Regarding to other networks in the same area i think we could calculate with a base of 50.000-100.000 Users. Where 1/4 of them are able to create job posts, i think Average 10 per month. Unfortunately i don't have more exact data for brainstorming the best way.

I already thought about an extra collection, storing the matching for each user/job but that seems very ugly to me. But I'm not a typical backend or database developer so even some thousends of data inside one collection "are scaring me" - even if i know it's a joke for the database engine in most cases. :)













 

Addition:

The example from above works fine - thanks! Now the question "only" regarding performance.

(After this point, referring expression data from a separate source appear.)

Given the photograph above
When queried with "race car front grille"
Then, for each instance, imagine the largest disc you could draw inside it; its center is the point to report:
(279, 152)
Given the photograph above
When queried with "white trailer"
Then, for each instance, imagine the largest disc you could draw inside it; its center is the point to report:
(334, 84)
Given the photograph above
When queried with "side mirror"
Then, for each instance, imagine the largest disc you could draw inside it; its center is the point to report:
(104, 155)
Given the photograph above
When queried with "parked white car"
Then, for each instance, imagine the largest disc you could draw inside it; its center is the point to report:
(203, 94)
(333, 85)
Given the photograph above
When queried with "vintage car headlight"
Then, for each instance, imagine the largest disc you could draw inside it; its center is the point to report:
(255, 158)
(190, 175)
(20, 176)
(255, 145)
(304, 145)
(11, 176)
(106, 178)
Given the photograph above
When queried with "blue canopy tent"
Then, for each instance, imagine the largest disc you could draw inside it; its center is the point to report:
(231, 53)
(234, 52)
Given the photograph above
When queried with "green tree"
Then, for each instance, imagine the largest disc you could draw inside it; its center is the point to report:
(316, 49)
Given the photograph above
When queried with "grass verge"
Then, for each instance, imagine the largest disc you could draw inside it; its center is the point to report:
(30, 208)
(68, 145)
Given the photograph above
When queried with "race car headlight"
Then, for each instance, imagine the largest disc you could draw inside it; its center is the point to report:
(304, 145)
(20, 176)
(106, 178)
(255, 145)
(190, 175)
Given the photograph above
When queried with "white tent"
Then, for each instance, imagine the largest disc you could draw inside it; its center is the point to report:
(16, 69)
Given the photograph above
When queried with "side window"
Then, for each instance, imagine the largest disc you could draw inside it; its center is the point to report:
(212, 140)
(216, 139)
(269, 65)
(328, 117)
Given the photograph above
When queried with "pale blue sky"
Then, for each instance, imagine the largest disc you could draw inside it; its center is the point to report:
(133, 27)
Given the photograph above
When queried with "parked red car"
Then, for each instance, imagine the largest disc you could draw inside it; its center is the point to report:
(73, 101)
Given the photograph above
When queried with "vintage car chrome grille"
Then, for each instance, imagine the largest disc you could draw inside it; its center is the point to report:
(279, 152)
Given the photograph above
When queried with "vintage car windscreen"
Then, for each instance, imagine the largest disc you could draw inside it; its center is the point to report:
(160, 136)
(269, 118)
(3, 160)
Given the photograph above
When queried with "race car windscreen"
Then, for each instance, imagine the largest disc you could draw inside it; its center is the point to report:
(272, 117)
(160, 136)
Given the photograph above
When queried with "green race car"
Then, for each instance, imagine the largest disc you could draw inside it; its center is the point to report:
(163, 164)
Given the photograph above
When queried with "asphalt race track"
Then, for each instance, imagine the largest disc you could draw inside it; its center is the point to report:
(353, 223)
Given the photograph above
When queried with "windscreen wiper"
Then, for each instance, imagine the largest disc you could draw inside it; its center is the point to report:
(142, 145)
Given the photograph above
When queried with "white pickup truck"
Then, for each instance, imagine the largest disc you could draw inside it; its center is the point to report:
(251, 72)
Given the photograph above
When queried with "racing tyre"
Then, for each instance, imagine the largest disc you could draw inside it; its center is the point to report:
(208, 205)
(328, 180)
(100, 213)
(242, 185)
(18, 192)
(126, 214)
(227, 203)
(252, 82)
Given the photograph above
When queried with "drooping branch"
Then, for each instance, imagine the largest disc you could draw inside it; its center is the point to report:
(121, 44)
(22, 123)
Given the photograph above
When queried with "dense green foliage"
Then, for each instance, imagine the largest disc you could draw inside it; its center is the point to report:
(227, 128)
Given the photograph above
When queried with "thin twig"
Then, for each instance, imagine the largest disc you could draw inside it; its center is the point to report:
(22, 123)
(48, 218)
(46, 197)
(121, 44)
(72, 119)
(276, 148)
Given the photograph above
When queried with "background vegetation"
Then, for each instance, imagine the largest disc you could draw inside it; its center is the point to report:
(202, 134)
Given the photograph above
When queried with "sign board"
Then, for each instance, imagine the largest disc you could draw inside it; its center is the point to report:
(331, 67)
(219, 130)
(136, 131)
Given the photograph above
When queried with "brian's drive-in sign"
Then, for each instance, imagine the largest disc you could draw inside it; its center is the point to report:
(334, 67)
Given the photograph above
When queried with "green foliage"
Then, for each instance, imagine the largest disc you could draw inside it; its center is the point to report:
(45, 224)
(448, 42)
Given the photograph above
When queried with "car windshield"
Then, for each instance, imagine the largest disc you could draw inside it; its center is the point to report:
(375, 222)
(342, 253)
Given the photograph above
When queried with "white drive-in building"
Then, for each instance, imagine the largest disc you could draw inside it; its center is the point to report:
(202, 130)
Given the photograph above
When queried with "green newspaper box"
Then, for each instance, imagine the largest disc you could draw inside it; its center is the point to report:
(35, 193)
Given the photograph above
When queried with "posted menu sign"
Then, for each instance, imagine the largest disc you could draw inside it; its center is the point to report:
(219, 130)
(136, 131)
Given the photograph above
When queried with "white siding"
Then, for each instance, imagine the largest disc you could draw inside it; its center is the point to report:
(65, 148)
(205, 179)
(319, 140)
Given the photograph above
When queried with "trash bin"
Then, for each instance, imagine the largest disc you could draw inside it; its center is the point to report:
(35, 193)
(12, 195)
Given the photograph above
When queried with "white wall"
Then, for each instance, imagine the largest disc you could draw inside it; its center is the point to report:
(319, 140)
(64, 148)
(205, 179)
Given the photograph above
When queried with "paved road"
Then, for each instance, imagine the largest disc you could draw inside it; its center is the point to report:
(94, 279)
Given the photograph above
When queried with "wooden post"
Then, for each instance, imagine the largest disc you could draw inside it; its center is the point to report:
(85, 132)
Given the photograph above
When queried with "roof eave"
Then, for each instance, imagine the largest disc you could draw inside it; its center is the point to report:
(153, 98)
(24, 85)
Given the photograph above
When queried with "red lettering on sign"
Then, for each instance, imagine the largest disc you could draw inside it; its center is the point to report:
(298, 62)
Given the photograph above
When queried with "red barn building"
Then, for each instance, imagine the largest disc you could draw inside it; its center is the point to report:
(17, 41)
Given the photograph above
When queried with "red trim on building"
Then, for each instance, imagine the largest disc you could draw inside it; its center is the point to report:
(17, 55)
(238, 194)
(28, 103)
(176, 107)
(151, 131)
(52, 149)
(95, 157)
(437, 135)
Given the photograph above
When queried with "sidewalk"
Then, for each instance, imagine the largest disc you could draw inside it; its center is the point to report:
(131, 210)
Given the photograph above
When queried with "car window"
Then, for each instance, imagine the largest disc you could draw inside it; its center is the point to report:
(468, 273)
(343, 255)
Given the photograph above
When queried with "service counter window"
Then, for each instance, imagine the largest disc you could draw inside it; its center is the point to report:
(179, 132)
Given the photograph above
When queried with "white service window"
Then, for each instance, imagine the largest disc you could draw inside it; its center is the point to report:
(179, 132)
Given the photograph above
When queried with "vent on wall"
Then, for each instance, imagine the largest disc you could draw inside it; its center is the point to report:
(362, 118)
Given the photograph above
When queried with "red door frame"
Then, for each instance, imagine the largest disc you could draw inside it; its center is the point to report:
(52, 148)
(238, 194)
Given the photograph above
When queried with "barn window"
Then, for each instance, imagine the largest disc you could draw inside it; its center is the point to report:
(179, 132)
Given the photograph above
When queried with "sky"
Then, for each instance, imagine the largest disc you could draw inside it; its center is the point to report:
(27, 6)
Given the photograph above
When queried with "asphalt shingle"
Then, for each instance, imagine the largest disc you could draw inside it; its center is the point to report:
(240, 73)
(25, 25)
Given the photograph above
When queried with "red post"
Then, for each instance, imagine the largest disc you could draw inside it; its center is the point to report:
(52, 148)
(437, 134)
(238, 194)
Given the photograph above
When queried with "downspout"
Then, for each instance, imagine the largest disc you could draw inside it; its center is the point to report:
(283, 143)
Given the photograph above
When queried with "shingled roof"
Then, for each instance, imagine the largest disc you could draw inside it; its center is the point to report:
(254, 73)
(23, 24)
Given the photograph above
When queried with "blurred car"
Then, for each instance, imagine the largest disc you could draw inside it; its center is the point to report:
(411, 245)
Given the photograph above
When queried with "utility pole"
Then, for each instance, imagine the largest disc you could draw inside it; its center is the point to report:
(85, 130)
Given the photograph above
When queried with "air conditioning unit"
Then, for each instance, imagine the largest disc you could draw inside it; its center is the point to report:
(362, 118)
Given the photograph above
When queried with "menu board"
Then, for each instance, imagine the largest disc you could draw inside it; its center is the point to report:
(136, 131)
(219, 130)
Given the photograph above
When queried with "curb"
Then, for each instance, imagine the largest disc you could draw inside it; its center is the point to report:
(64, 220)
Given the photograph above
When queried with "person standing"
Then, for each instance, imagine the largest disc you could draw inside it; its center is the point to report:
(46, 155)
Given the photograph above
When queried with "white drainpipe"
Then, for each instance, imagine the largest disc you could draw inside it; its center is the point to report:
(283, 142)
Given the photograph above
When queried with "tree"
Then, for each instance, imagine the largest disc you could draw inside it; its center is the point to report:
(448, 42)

I'm running a node.js server for this application, too. Thought about storing the values in realtime or something like that. What do you think, does this make sense?

best, Nico

 

You have a couple of options to consider:

  1. Use the current approach (should work fine up to a limit)
  2. Offload the "match" task to your nodeJS server and push results to kinvey collection
  3. Use scheduled code feature of kinvey (http://devcenter.kinvey.com/android/tutorials/scheduled-code-getting-started) to do the "match" task periodically

Your decision will depend on various factors including:
  • Use case: do you want to support real time fetching of "best matched jobs" or send "best matched jobs" periodically through email/push or do both
  • Frequency of execution
  • Volume of data processed

I would suggest you do some benchmarking with a couple of these options to decide on the best option for your app.